I can get about 12 ns/day on 8 cores of the non-IB part of GPC -- also excellent.

As for larger systems, My speedup over saw.sharcnet.ca for a 1e6 atom system is only 1.2x running on 128 cores in single precision. Although saw.sharcnet.ca is composed of xeons, they are running at 2.83 GHz (https://www.sharcnet.ca/my/systems/show/41), which is a faster clock speed than the Scinet 2.5 GHz for Intel's next-generation X86-CPU architecture. While GROMACS is generally not excellent for scaling up to or beyond 128 cores (even for large systems), our benchmarking of this system on saw.sharcnet.ca indicated that it was running at about 65% efficiency. Benchmarking was also done on Scinet for this system, but was not recorded as we were mostly tinkering with the -npme option to mdrun in an attempt to optimize it.
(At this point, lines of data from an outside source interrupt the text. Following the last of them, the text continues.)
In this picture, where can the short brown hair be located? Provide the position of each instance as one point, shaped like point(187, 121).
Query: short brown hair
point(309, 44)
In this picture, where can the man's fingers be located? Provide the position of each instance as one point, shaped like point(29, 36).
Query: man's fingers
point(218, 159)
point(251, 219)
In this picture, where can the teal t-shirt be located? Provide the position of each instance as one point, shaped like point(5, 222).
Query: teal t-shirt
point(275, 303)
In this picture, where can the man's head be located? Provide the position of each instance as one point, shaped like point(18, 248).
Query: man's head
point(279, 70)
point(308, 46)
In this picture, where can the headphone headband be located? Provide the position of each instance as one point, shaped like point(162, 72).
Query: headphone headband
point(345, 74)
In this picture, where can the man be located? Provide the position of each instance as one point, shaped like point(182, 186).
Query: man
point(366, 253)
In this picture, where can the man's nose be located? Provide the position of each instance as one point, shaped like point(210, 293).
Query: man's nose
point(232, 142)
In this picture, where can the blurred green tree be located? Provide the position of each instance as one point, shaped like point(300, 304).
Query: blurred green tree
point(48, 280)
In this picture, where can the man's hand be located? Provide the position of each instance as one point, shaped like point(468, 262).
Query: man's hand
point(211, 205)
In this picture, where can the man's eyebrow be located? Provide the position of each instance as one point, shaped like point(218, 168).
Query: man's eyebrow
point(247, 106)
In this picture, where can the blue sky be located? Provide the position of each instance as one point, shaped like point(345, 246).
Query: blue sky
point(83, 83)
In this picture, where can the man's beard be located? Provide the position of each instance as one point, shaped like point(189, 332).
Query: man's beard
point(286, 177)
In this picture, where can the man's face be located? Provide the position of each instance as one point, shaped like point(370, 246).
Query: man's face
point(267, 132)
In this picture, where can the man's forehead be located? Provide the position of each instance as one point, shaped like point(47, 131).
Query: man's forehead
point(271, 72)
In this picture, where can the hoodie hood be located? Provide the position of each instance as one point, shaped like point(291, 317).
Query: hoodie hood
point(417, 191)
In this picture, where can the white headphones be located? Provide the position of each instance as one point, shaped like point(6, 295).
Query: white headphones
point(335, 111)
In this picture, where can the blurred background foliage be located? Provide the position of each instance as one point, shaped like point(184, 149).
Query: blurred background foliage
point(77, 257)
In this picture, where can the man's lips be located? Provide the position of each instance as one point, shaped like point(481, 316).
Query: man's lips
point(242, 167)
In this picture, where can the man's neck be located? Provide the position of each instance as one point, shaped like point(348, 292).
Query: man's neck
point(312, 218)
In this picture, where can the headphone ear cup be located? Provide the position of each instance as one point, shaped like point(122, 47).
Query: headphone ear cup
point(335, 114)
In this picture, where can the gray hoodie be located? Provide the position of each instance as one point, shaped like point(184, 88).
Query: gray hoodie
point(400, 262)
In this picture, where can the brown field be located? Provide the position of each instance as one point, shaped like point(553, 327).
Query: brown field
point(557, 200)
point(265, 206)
My recollection, though, is that the scaling was similar on scinet.

-- cneale 19 August 2009

Strong scaling for GROMACS on GPC

Requested, and on our list to complete, but not yet available in a complete chart form.

-- cneale 19 August 2009

Scientific studies being carried out using GROMACS on GPC

Requested, but not yet available

-- cneale 19 August 2009

Hyperthreading with Gromacs

Using -np 16 on an 8 core box, I get an 8% to 18% performance increase when using -np 16 and optimizing -npme as compared to -np 8 and optimizing -npme (using gromacs 4.0.7). I now regularly overload the number of processes.
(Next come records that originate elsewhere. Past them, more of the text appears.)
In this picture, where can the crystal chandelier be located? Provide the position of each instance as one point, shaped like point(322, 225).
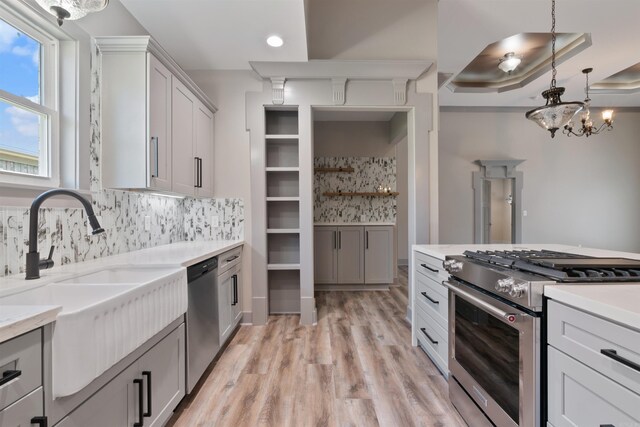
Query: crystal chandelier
point(587, 127)
point(555, 113)
point(71, 9)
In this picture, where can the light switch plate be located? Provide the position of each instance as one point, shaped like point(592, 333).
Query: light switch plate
point(89, 229)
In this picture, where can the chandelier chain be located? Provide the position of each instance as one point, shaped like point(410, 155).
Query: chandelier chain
point(553, 44)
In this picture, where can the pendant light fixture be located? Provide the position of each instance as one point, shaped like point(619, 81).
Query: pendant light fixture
point(71, 9)
point(555, 113)
point(587, 127)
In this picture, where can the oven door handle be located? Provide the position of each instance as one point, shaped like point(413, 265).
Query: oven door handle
point(509, 317)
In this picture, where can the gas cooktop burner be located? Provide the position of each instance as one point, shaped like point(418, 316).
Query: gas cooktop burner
point(562, 266)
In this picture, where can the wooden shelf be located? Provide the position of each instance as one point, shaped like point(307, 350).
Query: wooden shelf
point(283, 136)
point(283, 199)
point(347, 169)
point(282, 169)
point(283, 266)
point(373, 194)
point(283, 231)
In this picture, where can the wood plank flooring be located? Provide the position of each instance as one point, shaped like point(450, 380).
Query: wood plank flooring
point(355, 368)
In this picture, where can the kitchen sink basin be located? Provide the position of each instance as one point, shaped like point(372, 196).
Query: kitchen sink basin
point(100, 325)
point(120, 275)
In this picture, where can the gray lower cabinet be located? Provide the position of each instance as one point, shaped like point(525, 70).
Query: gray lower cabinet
point(378, 254)
point(350, 255)
point(21, 413)
point(325, 248)
point(593, 374)
point(146, 392)
point(353, 255)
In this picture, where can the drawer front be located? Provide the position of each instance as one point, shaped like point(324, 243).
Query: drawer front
point(584, 337)
point(580, 396)
point(23, 354)
point(433, 298)
point(430, 266)
point(438, 351)
point(229, 259)
point(21, 412)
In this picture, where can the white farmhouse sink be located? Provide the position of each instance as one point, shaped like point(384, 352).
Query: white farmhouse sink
point(120, 274)
point(100, 325)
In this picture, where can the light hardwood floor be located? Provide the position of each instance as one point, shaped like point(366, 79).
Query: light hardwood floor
point(355, 368)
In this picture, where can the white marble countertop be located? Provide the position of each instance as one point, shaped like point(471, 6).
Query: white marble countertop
point(14, 318)
point(440, 251)
point(618, 302)
point(367, 224)
point(17, 319)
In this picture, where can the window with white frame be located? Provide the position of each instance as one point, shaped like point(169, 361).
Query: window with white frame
point(28, 102)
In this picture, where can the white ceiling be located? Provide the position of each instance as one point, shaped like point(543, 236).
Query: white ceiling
point(224, 34)
point(613, 25)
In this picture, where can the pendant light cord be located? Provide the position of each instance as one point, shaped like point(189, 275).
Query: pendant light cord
point(553, 44)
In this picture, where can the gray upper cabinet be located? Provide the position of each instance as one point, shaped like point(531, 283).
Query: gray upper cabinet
point(325, 246)
point(157, 125)
point(378, 254)
point(350, 255)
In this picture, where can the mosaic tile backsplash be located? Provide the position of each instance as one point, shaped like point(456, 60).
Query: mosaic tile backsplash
point(368, 174)
point(122, 212)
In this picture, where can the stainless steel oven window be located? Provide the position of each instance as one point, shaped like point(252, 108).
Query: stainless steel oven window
point(481, 354)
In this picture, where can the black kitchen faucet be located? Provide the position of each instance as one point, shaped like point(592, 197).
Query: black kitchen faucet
point(34, 263)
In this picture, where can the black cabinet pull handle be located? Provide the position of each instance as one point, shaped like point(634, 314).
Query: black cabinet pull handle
point(235, 289)
point(41, 421)
point(612, 354)
point(424, 294)
point(140, 422)
point(148, 375)
point(9, 375)
point(435, 270)
point(424, 331)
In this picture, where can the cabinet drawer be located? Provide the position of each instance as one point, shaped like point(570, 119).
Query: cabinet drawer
point(583, 337)
point(24, 354)
point(430, 266)
point(433, 298)
point(580, 396)
point(438, 351)
point(22, 411)
point(229, 259)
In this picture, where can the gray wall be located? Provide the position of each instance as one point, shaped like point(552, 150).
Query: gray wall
point(578, 191)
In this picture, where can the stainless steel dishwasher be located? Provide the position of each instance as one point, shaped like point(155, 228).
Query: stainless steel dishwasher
point(203, 332)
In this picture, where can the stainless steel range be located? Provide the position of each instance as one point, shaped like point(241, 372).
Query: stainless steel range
point(496, 327)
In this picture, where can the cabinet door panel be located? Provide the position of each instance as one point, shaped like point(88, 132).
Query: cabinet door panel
point(116, 404)
point(159, 152)
point(378, 251)
point(182, 135)
point(204, 150)
point(165, 362)
point(350, 255)
point(325, 249)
selected examples: System A with 250,000 atoms:

 mdrun -np 8  -npme -1    1.15 ns/day
 mdrun -np 8  -npme  2    1.02 ns/day
 mdrun -np 16 -npme  2    0.99 ns/day
 mdrun -np 16 -npme  4    1.36 ns/day <-- 118 % performance vs 1.15 ns/day
 mdrun -np 15 -npme  3    1.32 ns/day

System B with 35,000 atoms (4 fs timestep):

 mdrun -np 8  -npme -1    22.66 ns/day
 mdrun -np 8  -npme  2    23.06 ns/day
 mdrun -np 16 -npme -1    22.69 ns/day
 mdrun -np 16 -npme  4    24.90 ns/day <-- 108 % performance vs 23.06 ns/day
 mdrun -np 56 -npme 16    14.15 ns/day

Cutoffs and timesteps differ between these runs, but both use PME and explicit water.
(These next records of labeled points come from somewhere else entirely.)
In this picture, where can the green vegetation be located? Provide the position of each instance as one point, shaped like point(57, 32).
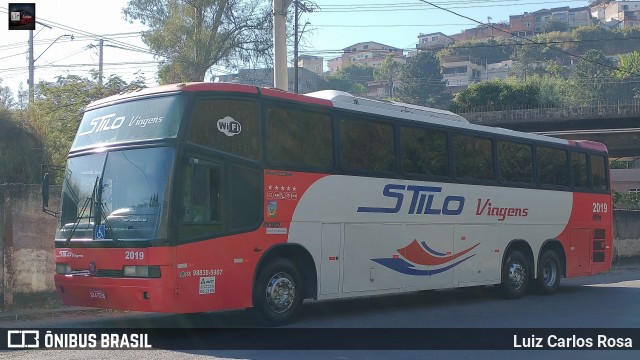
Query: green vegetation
point(42, 134)
point(626, 201)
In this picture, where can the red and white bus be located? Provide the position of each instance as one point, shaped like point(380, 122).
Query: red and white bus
point(211, 196)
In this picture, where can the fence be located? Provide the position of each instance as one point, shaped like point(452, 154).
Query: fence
point(603, 109)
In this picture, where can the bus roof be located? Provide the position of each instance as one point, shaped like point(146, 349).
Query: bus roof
point(343, 100)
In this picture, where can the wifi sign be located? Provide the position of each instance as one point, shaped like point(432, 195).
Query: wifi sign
point(228, 126)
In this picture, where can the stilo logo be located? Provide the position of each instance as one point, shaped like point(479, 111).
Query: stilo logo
point(420, 259)
point(228, 126)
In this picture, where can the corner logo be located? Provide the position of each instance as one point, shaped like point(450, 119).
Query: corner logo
point(421, 260)
point(228, 126)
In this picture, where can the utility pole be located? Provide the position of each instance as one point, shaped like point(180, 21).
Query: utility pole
point(280, 80)
point(295, 46)
point(31, 62)
point(100, 64)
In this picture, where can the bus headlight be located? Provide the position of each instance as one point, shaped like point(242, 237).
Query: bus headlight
point(63, 268)
point(141, 271)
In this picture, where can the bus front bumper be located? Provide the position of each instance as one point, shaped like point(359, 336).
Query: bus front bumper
point(149, 295)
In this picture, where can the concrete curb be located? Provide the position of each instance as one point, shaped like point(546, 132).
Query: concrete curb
point(27, 313)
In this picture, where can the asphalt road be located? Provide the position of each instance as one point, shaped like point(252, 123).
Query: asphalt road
point(609, 300)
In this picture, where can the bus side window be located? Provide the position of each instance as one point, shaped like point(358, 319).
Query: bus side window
point(201, 194)
point(599, 173)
And according to gromacs developer Berk Hess ( http://lists.gromacs.org/pipermail/gmx-users/2010-August/053033.html )

"In Gromacs 4.5 there is no difference [between -np and -nt based hyperthreading], since it does not use real thread parallelization. Gromacs 4.5 has a built-in threaded MPI library, but openmpi also has an efficient MPI implementation for shared memory machines. But even with proper thread parallelization I expect the same 15 to 20% performance improvement."